音を立てて、バードブラスターが虚空をとんだ。アコが目を見張ると、その触手
は音を立てて、腕に巻きついてきた。
「ああっ!」
 ブルースワローは宙を翔けることを得意としている。だが、その身体は四方から
殺到する触手に巻きつかれていく。
 「くっくそっ…離せぇ!」
 言葉を他所に空中でX字の描くブルースワロー。アコは怯えを隠せなかった。
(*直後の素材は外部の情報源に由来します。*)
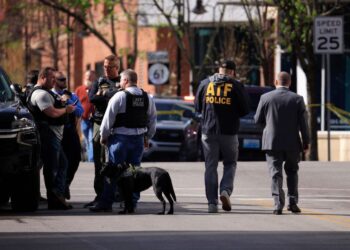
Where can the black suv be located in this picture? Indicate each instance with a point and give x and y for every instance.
(177, 131)
(250, 134)
(19, 151)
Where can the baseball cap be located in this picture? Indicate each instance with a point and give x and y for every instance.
(228, 64)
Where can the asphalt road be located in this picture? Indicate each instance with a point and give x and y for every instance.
(323, 224)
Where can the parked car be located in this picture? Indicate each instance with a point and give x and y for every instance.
(19, 151)
(177, 131)
(250, 134)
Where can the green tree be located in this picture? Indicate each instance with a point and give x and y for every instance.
(296, 36)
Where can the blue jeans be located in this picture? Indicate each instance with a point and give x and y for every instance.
(121, 148)
(55, 166)
(87, 129)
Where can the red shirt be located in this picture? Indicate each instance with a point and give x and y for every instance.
(82, 93)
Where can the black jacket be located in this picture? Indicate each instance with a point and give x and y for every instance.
(221, 101)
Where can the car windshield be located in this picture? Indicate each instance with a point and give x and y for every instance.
(6, 93)
(172, 111)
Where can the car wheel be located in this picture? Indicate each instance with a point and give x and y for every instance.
(4, 194)
(26, 192)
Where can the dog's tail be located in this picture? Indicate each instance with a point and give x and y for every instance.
(172, 192)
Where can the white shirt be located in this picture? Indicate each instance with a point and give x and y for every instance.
(116, 105)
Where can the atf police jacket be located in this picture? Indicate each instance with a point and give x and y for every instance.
(221, 101)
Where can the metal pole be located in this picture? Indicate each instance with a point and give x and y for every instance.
(328, 112)
(68, 54)
(323, 83)
(179, 54)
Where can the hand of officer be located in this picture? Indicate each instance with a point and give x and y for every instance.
(103, 141)
(70, 108)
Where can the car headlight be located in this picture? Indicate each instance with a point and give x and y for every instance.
(23, 123)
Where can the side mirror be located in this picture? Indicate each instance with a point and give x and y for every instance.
(188, 114)
(17, 88)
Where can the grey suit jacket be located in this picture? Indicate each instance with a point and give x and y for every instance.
(283, 115)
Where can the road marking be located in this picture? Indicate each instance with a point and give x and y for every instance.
(341, 220)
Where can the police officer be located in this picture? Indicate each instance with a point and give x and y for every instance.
(130, 115)
(70, 141)
(221, 101)
(100, 93)
(50, 115)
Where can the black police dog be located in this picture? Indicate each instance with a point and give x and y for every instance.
(131, 179)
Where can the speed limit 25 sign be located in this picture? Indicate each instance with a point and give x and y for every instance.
(328, 35)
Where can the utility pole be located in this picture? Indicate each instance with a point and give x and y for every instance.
(180, 24)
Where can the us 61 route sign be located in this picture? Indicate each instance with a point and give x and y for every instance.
(328, 35)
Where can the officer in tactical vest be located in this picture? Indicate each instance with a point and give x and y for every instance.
(221, 100)
(100, 93)
(130, 116)
(50, 114)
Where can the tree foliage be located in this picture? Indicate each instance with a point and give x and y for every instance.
(296, 36)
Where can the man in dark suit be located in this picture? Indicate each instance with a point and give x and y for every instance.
(283, 115)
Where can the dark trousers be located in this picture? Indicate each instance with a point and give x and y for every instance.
(276, 160)
(99, 158)
(72, 149)
(54, 162)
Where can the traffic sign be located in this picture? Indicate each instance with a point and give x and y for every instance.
(328, 35)
(158, 73)
(158, 67)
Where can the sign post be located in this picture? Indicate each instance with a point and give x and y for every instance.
(328, 39)
(158, 67)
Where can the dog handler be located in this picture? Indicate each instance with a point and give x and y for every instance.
(130, 115)
(221, 101)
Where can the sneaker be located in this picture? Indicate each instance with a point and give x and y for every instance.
(212, 208)
(98, 208)
(225, 200)
(294, 208)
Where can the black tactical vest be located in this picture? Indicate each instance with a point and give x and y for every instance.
(135, 115)
(40, 116)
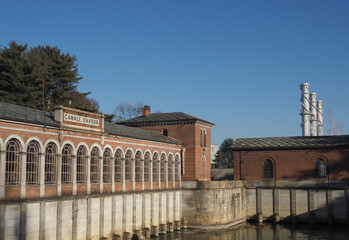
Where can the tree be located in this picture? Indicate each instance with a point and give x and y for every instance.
(41, 76)
(124, 111)
(224, 156)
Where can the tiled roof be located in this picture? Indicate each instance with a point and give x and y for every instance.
(291, 142)
(28, 115)
(153, 118)
(137, 133)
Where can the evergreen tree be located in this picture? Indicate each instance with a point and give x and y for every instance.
(224, 156)
(41, 76)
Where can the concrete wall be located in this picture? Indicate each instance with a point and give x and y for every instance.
(88, 217)
(304, 202)
(213, 203)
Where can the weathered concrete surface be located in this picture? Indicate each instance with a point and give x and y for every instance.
(298, 201)
(218, 203)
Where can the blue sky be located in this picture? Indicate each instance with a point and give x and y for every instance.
(237, 64)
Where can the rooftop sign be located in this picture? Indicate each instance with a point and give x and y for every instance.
(68, 117)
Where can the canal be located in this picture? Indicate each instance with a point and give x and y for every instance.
(265, 231)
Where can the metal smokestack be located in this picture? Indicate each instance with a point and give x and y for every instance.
(305, 112)
(313, 115)
(320, 127)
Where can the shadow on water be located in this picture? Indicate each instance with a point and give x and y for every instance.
(265, 232)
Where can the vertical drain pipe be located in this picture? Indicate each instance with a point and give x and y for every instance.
(313, 115)
(320, 127)
(305, 113)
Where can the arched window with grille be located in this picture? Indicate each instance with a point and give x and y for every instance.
(268, 169)
(163, 168)
(170, 168)
(94, 167)
(201, 137)
(50, 163)
(67, 157)
(155, 167)
(118, 166)
(13, 159)
(33, 158)
(320, 168)
(177, 174)
(107, 157)
(147, 166)
(81, 165)
(128, 165)
(138, 171)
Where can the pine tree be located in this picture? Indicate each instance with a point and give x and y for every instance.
(41, 76)
(224, 155)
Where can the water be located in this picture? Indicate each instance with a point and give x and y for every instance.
(265, 232)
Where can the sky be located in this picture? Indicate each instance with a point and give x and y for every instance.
(237, 64)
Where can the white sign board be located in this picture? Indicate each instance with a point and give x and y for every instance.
(81, 119)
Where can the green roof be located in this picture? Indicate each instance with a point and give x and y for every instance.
(338, 141)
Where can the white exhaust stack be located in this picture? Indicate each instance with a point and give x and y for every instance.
(313, 115)
(320, 127)
(305, 112)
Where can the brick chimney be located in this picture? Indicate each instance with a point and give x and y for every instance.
(145, 111)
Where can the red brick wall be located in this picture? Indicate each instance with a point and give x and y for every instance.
(292, 164)
(190, 136)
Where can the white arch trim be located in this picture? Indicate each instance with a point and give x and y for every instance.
(17, 137)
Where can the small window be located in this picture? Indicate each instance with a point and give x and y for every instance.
(94, 167)
(320, 168)
(81, 163)
(165, 132)
(268, 169)
(118, 166)
(155, 167)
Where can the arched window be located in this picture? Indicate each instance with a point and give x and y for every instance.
(146, 166)
(155, 167)
(138, 176)
(170, 168)
(201, 137)
(50, 163)
(320, 168)
(268, 169)
(33, 157)
(163, 168)
(94, 168)
(67, 155)
(107, 157)
(13, 159)
(118, 166)
(177, 176)
(128, 165)
(165, 132)
(81, 163)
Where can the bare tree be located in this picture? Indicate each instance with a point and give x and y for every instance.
(125, 110)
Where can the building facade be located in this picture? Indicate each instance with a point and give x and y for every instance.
(68, 174)
(320, 158)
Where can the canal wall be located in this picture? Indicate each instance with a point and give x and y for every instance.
(90, 217)
(298, 201)
(213, 204)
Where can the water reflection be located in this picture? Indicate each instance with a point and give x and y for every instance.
(264, 232)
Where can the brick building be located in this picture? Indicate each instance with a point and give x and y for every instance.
(319, 159)
(73, 152)
(194, 133)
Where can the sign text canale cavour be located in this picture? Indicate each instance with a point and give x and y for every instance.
(81, 119)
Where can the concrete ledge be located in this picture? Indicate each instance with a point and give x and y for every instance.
(212, 185)
(320, 184)
(218, 226)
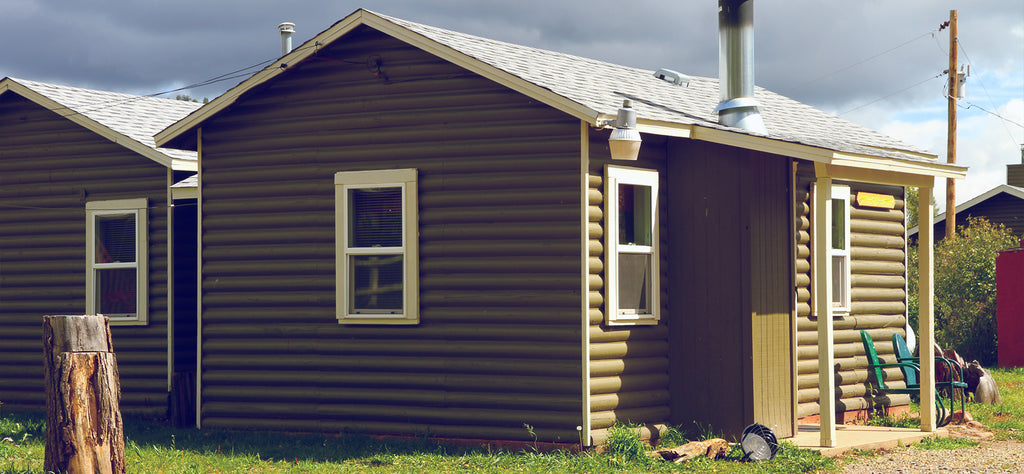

透明な
バイオ次元獣に翻弄され追い込まれ、遂に捕らえられた…
 「どこを見ているのだ…」
 どこからか届く声は、ブルースワローを品定めするような声色を怯えていた。アコは
はっと顔をあげた。マスクがからんと音を立てて、地面へ堕ちてしまったのだ。
 「…マ、マスクが……」
 「さあて、早坂アコ、どう料理してようか」
 にゅるにゅると触手の気持ち悪さに顔をしかめたアコ…マスクが奪われ、たちまち
防護力を失ってしまう…彼女自慢のバードニックウェーブが思うように発揮できなかった。
 「どうする気…きゃっぁ!」
 明らかに触手とは違う気持ち悪さが胸を襲うと、スーツがあっけなく破れ、乳房が
露出していた…そこが見えているというより、スーツが破損した恐怖と、その気持ち悪さに
アコは怯えた。
 「ジェットマン自慢のスーツも今じゃぼろ布だな…」
 手は彼女の胸をもみ、透明な次元獣は彼女の背後から身体を這わせてきた。獣特有の
臭いがした。
 「ヘンタイ!」
 「なんとでもいえ…ゆっくりとブルースワロー、貴様を焼き鳥にしてやるわ」
 パシュ!頭の中に火花が散る。血が滴るというより、火花が飛び散るショックに
アコは歯を鳴らした。
 身体の猛烈な熱に、内側から焼き尽くされ、頭が狂ってしまいそうだった。